More things you need not say:
"Even at 1.5 ATA there's some risk of seizure, more than at 1.3 ATA." I don't want to lose my mouthpiece, get water into my caustic oxygen absorber, inhale that, and die with dissolved lungs. Nope. You need not say "take magnesium or other anti-convulsant, and isn't it good that you've never had any seizures before," since I asked for scuba harm-reduction, not medical advice.
Seems like, in the end, doing this with welding oxygen, without the aid of any dive shops, may be the least-worst way for me in the near-term, especially if a major goal is to avoid risking anyone in the scuba community feeling bad about having told me to shoot myself in the -- I dunno, hand? -- instead of the foot.
But really, someone might just tell me to take the rebreather course, right? (Someone could, not just anyone could. The Dalai Lama says that if you must eat meat, at least don't kill it yourself; but others believe the opposite, that if you must eat meat, at least do kill it yourself. And in social justice and war, some are neutral, while Archbishop Desmond Tutu said that neutrality is tantamount to siding with the oppressor.)
Also,
what gear might reduce the risk, in case I did have a seizure? A full-face mask? A helmet? You know, so that I keep breathing if I lose consciousness. If nobody recommends an affordable one, I may just improvise something you'd consider totally goofy and unsafe. How about a bucket over my head, as a diving bell? And extra weights on my feet, to keep me vertical? I don't care how goofy I look.

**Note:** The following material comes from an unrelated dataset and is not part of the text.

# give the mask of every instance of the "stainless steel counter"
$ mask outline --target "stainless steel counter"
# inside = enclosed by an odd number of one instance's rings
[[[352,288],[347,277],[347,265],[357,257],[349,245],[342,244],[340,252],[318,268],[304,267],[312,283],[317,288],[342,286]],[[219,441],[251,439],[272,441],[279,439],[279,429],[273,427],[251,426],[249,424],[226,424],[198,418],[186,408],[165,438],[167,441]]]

Ultimately there's no complete safety in life, is there? A poor person could die of an antibiotic-resistant infection, or cure it with DIY HBOT, or die trying... the main difference may come down to whether people on the sidelines get to feel good about themselves according to their chosen moral codes. To each his own!
Hope it's okay to discuss this stuff here. To be clear, I'm asking for scuba harm-reduction advice, not medical advice. (I am only an engineer, but I have been reading real peer reviewed medical literature since my doctor challenged me to, in 2002. I will also ask my own doctor, who will say "just give me the money" to her dying breath.)
Here, as an afterthought, are examples of suggestions that might actually save my life while not beating your head against a wall (since I am going to go some kind of DIY route and not pay the $8,000):
Someone might tell me things like:
- "Find a friend. Have them watch you."
- "Olympic diving pools are 16 feet deep."
- "Maybe someone has a hand-dug well on their farm or ranch."
- "Wear a harness, so that the buddy can pull you up on a rope."
- "Build your own hyperbaric chamber. I did."
- "Please use my hyperbaric chamber before you DIY your own; it's tricky."
Anything along the lines of "just pay the $8,000" I will ignore. My net worth is hugely negative, I have no credit, and $8,000 is about all I have. It's DIY or die. Or maybe DIY *and* die, but die trying. I will be darned if I pay all I own to that doctor -- who 100 years ago would have offered a sliding scale, but now thinks she can't -- on the strength of a study that probably hasn't even been replicated adequately. (Heck, my doctor also suggested EDTA chelation for vascular disease, even after the TACT failed to show significant benefit for anyone other than diabetics -- and I'm not diabetic.)